Question

Let K be a finite field of characteristic p. Prove that the map $\mathbf{f}\mathbf{:}\mathbf{K}\mathbf{\to }\mathbf{K}$given by $\mathbf{f}\left(a\right)\mathbf{=}{\mathbf{a}}^{\mathbf{p}}$ is an isomorphism. Conclude that every element of K has a pth root in K .

Short answer

$\mathrm{f}\left(\mathrm{a}\right)={\mathrm{a}}^{\mathrm{p}}$is isomorphism.

Step-by-step solution

Definition of isomorphism

A function is said to be isomorphism if it satisfies the homomorphism and bijective properties. That is a function is said to be isomorphism if it is one one onto and also is preserves operations.

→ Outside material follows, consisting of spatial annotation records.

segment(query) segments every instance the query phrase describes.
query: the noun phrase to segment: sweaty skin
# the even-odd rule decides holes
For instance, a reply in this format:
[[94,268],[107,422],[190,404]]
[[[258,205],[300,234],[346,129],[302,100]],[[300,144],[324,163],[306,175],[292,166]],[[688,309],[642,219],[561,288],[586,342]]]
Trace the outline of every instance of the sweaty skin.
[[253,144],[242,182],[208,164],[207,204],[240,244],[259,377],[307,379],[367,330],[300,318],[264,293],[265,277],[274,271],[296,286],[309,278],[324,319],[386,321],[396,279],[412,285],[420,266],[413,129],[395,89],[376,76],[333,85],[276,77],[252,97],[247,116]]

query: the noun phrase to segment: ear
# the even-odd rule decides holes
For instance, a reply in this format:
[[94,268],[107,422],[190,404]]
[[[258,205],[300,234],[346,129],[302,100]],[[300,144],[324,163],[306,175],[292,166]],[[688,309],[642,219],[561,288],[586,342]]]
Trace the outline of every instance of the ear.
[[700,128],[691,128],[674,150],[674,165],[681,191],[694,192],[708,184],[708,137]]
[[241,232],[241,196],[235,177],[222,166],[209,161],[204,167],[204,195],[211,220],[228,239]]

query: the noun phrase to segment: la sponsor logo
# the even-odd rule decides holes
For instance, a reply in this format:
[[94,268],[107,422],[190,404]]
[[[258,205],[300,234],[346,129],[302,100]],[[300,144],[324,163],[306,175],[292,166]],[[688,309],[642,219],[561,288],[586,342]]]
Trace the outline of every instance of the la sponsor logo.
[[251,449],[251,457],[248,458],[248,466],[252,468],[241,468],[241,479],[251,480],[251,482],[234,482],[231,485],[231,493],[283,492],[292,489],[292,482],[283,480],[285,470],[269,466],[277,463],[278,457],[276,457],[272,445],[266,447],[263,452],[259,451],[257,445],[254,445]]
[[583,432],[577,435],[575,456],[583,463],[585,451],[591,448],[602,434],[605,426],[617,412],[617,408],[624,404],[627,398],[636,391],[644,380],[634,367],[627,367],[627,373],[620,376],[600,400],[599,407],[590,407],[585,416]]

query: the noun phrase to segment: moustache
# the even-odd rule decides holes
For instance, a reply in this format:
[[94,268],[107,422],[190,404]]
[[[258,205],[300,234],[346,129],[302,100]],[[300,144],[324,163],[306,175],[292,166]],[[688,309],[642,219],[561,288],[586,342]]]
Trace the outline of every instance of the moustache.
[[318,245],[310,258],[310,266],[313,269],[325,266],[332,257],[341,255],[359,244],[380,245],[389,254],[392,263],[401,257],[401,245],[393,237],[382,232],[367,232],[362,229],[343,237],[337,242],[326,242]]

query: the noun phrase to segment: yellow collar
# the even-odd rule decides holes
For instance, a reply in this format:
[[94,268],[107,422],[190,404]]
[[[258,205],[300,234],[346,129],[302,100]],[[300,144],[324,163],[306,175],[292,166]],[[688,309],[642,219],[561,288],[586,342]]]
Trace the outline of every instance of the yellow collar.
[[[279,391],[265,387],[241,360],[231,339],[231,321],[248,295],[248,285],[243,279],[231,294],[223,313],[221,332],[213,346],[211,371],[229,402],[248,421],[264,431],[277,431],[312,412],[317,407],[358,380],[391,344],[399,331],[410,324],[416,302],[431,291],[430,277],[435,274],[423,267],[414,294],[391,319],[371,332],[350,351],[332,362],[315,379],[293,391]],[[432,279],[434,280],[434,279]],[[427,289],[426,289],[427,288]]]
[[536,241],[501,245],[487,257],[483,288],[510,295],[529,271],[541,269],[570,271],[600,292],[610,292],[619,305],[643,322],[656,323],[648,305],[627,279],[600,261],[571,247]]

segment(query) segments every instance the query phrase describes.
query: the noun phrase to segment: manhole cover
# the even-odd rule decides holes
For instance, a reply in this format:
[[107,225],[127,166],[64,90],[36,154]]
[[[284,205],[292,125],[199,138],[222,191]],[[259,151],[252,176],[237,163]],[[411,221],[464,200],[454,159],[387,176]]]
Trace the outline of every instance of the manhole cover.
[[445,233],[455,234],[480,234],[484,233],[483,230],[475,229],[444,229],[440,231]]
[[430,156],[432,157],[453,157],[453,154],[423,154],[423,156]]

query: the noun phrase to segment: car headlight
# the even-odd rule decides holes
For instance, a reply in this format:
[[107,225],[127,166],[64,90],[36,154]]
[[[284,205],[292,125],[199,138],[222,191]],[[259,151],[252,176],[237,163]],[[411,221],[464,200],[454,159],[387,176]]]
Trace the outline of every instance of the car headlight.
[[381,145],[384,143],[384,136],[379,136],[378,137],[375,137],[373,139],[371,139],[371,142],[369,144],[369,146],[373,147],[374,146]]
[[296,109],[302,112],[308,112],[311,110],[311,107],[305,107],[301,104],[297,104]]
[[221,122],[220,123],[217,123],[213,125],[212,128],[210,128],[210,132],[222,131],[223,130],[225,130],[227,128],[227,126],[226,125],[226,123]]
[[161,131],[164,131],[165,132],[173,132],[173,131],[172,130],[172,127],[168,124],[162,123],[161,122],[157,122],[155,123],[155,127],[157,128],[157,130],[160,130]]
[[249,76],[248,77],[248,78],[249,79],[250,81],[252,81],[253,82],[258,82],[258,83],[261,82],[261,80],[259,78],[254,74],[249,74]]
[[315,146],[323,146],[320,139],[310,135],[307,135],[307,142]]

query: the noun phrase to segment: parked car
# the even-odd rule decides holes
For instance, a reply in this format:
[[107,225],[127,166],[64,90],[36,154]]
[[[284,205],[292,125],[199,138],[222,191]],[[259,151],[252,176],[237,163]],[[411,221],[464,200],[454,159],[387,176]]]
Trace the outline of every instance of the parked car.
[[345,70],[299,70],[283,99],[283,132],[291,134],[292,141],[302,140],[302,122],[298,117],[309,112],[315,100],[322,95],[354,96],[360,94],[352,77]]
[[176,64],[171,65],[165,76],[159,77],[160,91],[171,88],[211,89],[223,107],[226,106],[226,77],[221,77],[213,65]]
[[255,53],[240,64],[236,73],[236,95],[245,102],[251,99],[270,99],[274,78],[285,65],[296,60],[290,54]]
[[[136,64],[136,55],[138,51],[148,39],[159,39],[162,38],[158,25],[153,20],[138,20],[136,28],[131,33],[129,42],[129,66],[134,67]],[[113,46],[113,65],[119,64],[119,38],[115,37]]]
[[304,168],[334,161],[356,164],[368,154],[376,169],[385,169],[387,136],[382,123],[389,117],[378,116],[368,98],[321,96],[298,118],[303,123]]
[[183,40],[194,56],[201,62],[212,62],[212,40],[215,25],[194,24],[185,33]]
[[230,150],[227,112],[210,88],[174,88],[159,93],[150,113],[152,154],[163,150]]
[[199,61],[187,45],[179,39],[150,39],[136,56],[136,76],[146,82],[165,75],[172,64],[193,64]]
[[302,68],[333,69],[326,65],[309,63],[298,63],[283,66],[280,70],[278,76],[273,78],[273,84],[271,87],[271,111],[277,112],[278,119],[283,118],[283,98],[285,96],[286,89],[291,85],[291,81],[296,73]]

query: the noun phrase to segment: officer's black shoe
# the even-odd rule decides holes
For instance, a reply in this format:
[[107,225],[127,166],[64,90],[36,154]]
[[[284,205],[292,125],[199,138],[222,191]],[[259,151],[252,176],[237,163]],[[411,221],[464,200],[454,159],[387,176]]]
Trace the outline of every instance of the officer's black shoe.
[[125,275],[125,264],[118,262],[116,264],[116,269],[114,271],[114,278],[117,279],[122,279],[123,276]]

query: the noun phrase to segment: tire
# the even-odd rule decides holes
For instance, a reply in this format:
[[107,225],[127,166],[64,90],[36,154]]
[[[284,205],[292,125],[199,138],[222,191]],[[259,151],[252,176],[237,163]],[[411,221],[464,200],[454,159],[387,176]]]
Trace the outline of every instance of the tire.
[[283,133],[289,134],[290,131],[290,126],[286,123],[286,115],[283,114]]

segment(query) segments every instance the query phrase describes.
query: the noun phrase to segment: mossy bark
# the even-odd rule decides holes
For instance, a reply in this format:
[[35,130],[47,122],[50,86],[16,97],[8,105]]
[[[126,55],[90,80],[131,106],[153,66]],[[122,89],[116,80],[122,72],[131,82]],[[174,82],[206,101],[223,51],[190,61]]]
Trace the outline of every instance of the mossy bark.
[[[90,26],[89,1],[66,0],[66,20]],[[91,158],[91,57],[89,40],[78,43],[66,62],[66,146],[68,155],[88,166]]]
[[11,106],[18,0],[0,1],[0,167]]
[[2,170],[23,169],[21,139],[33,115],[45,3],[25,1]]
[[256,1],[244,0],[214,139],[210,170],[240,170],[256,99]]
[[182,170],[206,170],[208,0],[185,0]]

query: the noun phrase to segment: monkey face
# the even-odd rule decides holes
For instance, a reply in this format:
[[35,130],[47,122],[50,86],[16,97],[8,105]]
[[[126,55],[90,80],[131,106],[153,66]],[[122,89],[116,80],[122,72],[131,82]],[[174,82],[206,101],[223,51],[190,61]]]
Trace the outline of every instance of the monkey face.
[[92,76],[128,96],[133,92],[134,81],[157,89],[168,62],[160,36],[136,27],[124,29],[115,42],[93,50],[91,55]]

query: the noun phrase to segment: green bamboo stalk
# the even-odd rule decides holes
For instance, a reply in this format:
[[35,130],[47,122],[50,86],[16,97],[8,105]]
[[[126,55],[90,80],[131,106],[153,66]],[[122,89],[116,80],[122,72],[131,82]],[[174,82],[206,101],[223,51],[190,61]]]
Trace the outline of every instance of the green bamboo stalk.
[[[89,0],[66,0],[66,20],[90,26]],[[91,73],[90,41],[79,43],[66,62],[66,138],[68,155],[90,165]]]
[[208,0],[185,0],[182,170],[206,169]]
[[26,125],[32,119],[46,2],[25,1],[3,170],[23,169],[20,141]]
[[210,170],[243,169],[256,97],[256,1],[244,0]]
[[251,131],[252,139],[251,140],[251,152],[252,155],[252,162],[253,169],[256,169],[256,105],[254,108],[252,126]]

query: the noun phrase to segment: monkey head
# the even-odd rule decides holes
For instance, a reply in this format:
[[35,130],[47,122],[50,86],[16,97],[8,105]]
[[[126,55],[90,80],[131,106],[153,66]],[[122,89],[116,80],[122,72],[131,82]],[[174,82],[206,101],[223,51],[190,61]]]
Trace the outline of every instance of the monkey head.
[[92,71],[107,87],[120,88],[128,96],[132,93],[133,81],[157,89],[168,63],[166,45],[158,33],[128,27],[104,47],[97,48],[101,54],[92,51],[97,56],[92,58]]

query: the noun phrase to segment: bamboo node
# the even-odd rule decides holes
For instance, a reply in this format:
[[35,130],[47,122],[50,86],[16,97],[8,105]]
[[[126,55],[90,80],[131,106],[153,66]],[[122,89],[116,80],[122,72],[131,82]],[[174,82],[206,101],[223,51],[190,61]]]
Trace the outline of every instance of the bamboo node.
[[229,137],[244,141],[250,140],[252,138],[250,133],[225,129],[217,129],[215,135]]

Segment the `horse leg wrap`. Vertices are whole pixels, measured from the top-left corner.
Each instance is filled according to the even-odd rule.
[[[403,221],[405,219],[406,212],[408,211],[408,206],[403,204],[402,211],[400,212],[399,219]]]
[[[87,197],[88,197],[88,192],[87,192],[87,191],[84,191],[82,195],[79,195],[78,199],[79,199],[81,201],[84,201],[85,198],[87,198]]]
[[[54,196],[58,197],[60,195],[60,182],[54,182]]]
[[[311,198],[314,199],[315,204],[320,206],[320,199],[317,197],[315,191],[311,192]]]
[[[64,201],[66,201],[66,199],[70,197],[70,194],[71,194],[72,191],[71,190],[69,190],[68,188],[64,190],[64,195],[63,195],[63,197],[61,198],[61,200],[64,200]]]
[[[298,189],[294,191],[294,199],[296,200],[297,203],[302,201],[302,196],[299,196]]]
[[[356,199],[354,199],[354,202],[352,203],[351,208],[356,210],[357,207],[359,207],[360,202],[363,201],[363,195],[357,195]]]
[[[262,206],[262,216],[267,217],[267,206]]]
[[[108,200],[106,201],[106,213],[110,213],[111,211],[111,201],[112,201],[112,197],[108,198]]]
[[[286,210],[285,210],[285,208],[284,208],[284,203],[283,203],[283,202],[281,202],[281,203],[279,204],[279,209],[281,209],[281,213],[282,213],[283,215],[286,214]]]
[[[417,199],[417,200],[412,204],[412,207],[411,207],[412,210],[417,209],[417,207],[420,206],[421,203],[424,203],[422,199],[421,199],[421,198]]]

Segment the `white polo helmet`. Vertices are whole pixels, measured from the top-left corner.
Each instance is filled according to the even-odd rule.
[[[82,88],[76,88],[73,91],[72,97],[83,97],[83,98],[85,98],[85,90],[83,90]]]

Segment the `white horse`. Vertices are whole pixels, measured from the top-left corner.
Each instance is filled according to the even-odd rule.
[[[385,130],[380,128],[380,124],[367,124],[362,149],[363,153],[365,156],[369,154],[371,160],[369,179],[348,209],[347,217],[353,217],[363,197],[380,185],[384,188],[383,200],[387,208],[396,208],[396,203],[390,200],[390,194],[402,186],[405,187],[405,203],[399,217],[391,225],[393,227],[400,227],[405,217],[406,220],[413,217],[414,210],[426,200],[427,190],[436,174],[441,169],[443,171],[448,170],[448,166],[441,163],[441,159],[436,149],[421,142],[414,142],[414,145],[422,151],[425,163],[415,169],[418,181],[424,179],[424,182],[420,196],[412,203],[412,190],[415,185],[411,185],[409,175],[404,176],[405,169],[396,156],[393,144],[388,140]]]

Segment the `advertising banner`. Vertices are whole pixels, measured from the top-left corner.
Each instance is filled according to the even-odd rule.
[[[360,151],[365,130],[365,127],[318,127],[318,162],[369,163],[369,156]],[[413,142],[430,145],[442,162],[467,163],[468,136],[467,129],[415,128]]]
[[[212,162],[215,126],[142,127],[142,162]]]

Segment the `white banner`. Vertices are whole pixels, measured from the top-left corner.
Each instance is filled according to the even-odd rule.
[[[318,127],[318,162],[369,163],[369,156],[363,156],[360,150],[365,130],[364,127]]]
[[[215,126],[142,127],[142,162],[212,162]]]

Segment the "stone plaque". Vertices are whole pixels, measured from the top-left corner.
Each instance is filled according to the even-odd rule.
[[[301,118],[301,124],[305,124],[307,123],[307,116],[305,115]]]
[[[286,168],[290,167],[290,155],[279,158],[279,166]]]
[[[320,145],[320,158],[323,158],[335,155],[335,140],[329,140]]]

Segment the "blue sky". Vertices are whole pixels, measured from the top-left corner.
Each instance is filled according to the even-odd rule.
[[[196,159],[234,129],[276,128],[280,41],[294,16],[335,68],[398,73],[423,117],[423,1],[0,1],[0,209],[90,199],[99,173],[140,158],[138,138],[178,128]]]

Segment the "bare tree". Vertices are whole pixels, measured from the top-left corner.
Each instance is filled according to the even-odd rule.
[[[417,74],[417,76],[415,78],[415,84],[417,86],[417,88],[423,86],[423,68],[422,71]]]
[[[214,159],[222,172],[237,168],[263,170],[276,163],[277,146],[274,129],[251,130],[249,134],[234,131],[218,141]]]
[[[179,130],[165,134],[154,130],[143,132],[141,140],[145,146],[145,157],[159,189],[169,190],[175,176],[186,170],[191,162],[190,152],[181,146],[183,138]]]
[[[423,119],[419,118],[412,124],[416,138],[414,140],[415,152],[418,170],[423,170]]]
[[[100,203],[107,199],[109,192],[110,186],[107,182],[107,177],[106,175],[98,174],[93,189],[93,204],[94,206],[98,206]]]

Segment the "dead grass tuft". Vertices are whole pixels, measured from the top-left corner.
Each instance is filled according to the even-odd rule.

Showing that f(a)=ap is isomorphism

Let K be a finite field characteristic. Define a map $f:K\to K$given by $f\left(a\right)=a^p$.

Consider:

$\begin{array}{rcl}\mathrm{f}\left(\mathrm{ab}\right)& =& {\left(\mathrm{ab}\right)}^{\mathrm{p}}\\ & =& {\mathrm{a}}^{\mathrm{p}}{\mathrm{b}}^{\mathrm{p}}\\ & =& \mathrm{f}\left(\mathrm{a}\right)\mathrm{f}\left(\mathrm{b}\right)\end{array}$

And:

$\begin{array}{rcl}\mathrm{f}\left(\mathrm{a}+\mathrm{b}\right)& =& {\left(\mathrm{a}+\mathrm{b}\right)}^{\mathrm{p}}\\ & =& {\mathrm{a}}^{\mathrm{p}}+\left(\begin{array}{c}\mathrm{p}\\ 1\end{array}\right){\mathrm{a}}^{\mathrm{p}-1}{\left(\mathrm{b}\right)}^1+.......+\left(\begin{array}{c}\mathrm{p}\\ \mathrm{r}\end{array}\right){\mathrm{a}}^{\mathrm{p}-\mathrm{r}}{\left(\mathrm{b}\right)}^{\mathrm{r}}\end{array}$

Since each of the middle coefficients $\left(\begin{array}{c}\mathrm{p}\\ \mathrm{r}\end{array}\right)=\frac{\mathrm{p}!}{\mathrm{r}!\left(\mathrm{p}-\mathrm{r}\right)!}$is an integer.

As every term in the denominator is strictly less than the prime p and the factor of p in the numerator does not cancel therefore $\left(\begin{array}{c}p\\ r\end{array}\right)$is divisible by p say $\left(\begin{array}{c}\mathrm{p}\\ \mathrm{r}\end{array}\right)=\mathrm{mp}$. Therefore all the term between a^p and b^p are zero being multiple of p. Thus:

$\begin{array}{rcl}\mathrm{f}\left(\mathrm{a}+\mathrm{b}\right)& =& {\left(\mathrm{a}+\mathrm{b}\right)}^{\mathrm{p}}\\ & =& {\left(\mathrm{a}\right)}^{\mathrm{p}}+{\left(\mathrm{b}\right)}^{\mathrm{p}}\\ & =& \mathrm{f}\left(\mathrm{a}\right)+\mathrm{f}\left(\mathrm{b}\right)\end{array}$

Therefore f is a homomorphism. As every field homomorphism is injective.

This means f is an injective function. Since K is a finite field characteristic p and the function f from K to K is injective. This implies f is onto also.

Now as the function f is bijective and is a homomorphism.

Therefore the claim follows and f is an isomorphism.